FRANKFURT AM MAIN – Hans-Jörg Gittler, Vorstandsvorsitzender der BAHN-BKK, geht am Donnerstag (17.07.2025) scharf mit der Politik ins Gericht. Der Krankenkassen-Chef wirft der Regierung vor, das System der gesetzliche Krankenversicherung und Pflegeversicherung bewusst kaputtgewirtschaftet zu haben. „Unter dem Strich hat man in den letzten Jahren durch eine gezielte staatliche Strategie die heutige Situation der Kassen herbeigeführt. Man könnte auch sagen: das System an die Wand gefahren“, so Gittler in seinem Rundumschlag.
Gittler kritisiert Zweckentfremdung der Beiträge
Das Hauptproblem sieht Gittler in der Zweckentfremdung von Beitragsgeldern. Versicherungsfremde Leistungen wie die Krankenversorgung von Bürgergeldempfängern belasten die Kassen massiv. Nach einem IGES-Gutachten erhalten die Krankenkassen nur 39 Prozent der Kosten aus Steuermitteln erstattet – fast zehn Milliarden Euro pro Jahr zahlen Versicherte und Arbeitgeber über ihre Beiträge drauf.

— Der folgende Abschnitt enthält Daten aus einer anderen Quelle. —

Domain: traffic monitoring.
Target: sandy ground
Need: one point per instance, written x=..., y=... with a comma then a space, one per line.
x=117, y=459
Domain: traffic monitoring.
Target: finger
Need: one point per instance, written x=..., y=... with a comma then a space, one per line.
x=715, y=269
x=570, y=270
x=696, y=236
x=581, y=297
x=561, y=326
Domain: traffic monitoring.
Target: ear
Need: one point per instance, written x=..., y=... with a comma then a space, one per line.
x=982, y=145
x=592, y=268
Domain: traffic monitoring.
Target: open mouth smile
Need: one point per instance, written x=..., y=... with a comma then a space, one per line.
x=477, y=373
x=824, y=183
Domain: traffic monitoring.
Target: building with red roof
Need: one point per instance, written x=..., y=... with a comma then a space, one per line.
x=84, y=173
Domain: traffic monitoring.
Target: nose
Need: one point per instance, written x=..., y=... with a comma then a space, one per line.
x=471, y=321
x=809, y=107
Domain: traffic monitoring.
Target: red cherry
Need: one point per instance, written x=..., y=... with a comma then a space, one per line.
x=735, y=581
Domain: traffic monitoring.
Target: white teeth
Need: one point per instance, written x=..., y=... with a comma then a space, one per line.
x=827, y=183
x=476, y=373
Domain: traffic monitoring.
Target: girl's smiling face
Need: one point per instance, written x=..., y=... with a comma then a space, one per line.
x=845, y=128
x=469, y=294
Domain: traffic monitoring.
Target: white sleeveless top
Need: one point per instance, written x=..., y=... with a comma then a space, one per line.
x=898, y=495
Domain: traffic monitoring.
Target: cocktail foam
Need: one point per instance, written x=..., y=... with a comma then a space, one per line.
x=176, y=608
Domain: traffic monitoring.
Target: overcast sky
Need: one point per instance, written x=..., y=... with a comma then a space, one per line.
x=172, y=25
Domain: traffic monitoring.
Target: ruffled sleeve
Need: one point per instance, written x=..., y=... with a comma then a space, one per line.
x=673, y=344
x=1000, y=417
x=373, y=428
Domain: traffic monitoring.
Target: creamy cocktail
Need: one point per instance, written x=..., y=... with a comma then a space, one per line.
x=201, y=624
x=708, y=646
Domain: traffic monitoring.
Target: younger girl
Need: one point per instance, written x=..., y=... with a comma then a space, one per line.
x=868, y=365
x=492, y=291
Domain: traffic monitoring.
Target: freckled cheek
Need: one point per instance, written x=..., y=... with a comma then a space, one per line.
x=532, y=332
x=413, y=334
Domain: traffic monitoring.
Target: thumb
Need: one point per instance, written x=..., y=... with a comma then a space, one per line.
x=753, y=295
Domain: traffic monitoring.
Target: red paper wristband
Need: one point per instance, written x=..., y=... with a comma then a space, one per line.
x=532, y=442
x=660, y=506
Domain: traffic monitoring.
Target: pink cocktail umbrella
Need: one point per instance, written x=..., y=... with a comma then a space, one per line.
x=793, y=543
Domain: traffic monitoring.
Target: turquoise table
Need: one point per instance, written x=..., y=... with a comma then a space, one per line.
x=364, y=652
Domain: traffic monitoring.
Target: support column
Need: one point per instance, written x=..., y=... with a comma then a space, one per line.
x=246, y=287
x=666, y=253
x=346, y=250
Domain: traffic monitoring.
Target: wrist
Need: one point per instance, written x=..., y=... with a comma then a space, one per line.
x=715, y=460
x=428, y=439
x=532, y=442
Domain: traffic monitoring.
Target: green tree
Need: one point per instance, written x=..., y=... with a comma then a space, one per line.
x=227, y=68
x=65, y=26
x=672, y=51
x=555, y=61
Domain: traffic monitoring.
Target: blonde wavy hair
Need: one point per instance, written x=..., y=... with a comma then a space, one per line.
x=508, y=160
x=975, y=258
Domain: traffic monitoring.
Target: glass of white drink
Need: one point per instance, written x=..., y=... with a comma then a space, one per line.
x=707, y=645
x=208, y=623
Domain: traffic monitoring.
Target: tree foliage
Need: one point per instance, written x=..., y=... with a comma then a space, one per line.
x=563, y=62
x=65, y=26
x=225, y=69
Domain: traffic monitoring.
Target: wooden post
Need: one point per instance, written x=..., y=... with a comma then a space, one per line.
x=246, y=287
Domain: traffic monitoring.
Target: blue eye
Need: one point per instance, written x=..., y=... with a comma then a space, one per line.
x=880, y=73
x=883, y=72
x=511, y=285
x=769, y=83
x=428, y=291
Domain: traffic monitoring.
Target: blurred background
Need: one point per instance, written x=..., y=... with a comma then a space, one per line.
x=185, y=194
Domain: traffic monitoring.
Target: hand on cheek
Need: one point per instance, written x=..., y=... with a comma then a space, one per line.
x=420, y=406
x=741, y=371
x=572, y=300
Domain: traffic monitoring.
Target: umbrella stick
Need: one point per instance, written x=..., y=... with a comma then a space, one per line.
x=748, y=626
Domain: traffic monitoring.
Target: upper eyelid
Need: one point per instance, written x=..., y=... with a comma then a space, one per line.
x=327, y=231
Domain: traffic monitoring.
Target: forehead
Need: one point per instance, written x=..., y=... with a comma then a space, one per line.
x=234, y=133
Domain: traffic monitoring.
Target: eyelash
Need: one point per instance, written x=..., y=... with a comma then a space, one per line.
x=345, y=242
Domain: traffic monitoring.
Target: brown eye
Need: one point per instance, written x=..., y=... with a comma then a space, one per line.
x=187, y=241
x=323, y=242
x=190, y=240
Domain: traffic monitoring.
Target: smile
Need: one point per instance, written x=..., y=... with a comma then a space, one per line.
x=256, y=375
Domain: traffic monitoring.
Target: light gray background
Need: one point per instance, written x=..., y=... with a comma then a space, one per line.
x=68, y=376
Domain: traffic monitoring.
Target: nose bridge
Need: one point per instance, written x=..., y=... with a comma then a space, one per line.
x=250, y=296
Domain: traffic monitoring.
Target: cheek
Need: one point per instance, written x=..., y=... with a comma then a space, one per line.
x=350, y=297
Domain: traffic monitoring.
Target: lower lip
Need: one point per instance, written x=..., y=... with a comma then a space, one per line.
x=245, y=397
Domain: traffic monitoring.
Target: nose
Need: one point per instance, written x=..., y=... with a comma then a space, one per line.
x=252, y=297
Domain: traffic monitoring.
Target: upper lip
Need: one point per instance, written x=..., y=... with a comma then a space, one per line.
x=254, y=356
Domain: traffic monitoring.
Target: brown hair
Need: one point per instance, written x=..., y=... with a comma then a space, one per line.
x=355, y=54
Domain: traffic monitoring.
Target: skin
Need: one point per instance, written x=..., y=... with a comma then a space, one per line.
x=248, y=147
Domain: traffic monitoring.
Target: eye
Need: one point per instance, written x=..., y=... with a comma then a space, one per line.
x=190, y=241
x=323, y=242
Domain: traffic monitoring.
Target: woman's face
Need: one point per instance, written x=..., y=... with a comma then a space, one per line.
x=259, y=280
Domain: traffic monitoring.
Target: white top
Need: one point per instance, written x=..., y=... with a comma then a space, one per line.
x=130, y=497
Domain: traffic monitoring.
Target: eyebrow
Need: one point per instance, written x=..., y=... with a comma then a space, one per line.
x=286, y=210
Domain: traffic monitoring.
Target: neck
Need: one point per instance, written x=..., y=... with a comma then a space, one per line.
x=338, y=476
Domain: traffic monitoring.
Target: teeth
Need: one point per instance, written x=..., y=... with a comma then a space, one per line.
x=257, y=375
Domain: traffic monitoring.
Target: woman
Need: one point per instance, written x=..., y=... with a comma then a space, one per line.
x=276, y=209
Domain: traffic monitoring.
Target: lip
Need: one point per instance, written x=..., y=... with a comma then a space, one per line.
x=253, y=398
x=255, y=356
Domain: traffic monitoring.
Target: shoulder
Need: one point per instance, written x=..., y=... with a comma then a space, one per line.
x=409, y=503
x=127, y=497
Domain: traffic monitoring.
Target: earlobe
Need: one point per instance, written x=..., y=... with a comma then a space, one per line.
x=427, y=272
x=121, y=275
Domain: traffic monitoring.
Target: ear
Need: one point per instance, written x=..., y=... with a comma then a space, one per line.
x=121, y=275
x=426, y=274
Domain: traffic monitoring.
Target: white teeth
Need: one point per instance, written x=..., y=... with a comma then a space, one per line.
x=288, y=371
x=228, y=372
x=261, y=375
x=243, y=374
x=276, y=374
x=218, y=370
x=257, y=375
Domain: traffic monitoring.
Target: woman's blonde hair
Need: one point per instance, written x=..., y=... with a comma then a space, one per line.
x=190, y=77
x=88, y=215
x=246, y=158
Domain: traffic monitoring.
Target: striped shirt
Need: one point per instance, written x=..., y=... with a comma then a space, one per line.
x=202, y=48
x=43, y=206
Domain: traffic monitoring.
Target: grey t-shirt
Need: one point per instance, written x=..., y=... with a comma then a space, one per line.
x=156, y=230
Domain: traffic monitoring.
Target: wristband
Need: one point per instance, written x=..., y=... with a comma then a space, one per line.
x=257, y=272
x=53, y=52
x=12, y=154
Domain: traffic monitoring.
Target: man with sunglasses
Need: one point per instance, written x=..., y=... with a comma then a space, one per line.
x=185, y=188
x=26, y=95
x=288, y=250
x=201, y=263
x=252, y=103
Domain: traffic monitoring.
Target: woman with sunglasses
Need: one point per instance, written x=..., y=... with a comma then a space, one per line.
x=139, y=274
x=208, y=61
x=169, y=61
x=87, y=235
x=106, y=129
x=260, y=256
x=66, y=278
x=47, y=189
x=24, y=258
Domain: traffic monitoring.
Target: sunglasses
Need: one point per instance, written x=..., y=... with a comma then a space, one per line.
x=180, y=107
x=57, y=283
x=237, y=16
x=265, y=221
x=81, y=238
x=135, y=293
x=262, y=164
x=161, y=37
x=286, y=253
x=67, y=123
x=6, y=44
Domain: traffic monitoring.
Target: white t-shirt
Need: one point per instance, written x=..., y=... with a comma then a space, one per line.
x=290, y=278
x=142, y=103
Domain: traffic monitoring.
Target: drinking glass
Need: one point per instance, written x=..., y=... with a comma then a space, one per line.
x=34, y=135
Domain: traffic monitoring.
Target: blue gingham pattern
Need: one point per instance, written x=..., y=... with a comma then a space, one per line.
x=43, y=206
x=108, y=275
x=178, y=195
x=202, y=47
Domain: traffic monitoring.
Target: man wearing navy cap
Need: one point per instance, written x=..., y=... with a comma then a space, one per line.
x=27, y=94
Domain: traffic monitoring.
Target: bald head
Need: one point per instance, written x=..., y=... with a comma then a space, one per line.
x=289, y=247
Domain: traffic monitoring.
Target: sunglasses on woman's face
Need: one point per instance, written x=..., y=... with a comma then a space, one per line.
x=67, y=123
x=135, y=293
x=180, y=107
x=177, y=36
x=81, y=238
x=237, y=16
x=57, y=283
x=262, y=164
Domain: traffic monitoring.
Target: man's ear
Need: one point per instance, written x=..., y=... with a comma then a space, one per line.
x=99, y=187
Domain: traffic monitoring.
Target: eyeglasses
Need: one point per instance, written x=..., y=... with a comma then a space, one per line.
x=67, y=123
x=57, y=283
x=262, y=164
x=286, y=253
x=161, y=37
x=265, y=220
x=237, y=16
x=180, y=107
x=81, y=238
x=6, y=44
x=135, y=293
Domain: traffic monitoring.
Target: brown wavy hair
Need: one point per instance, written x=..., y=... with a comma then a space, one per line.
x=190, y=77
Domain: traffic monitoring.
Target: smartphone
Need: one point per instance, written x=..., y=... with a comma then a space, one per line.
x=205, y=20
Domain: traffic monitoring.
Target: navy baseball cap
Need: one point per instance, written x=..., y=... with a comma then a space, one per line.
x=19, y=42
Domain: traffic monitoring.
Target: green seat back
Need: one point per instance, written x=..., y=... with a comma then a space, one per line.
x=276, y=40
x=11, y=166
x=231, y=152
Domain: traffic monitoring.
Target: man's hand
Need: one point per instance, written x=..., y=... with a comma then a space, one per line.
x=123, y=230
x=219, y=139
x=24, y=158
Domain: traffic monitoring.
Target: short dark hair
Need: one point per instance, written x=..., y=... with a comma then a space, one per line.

Kassenfusionen laut Gittler nur Scheindebatte
Statt echter Strukturreformen diskutiert die Politik über eine Reduzierung der Kassenzahl. Der Kassen-Chef nennt das eine „Scheindebatte“. Gittler: „Wer aber meint, das Sozialsystem über die Verwaltungskosten zu sanieren, hat das System nicht verstanden.“ Der Verwaltungskostenanteil der BAHN-BKK beispielsweise habe im Jahr 2024 bei nur 2,9 Prozent der Gesamtausgaben von über drei Milliarden Euro gelegen.
Konkrete Forderungen an die Politik
Die BAHN-BKK formuliert in einem Rundschreiben eine Liste von Forderungen zur politischen Lösung des Problems, darunter den vollständigen Finanzausgleich für versicherungsfremde Leistungen, eine Senkung der Umsatzsteuer auf Arzneimittel von 19 auf sieben Prozent und die Rückzahlung der Corona-Mittel an die Pflegeversicherung. „Die Politik sollte endlich aufhören, sich an Versichertengeldern zu bedienen und stattdessen wirksame Maßnahmen ergreifen, um den Kostendruck zu senken“, so der BAHN-BKK-Chef.
Vertrauen in Solidarsystem in Gefahr
Ohne beherzte Eingriffe sei laut der Mitteilung der Kasse bald der Punkt erreicht, „an dem die gesellschaftliche Akzeptanz der sozialen Sicherungssysteme insgesamt gefährdet“ sei. Eine Kassenfusion vergleicht Gittler mit „der Einnahme eines Globulis gegen einen ansonsten unbehandelten offenen Beinbruch“.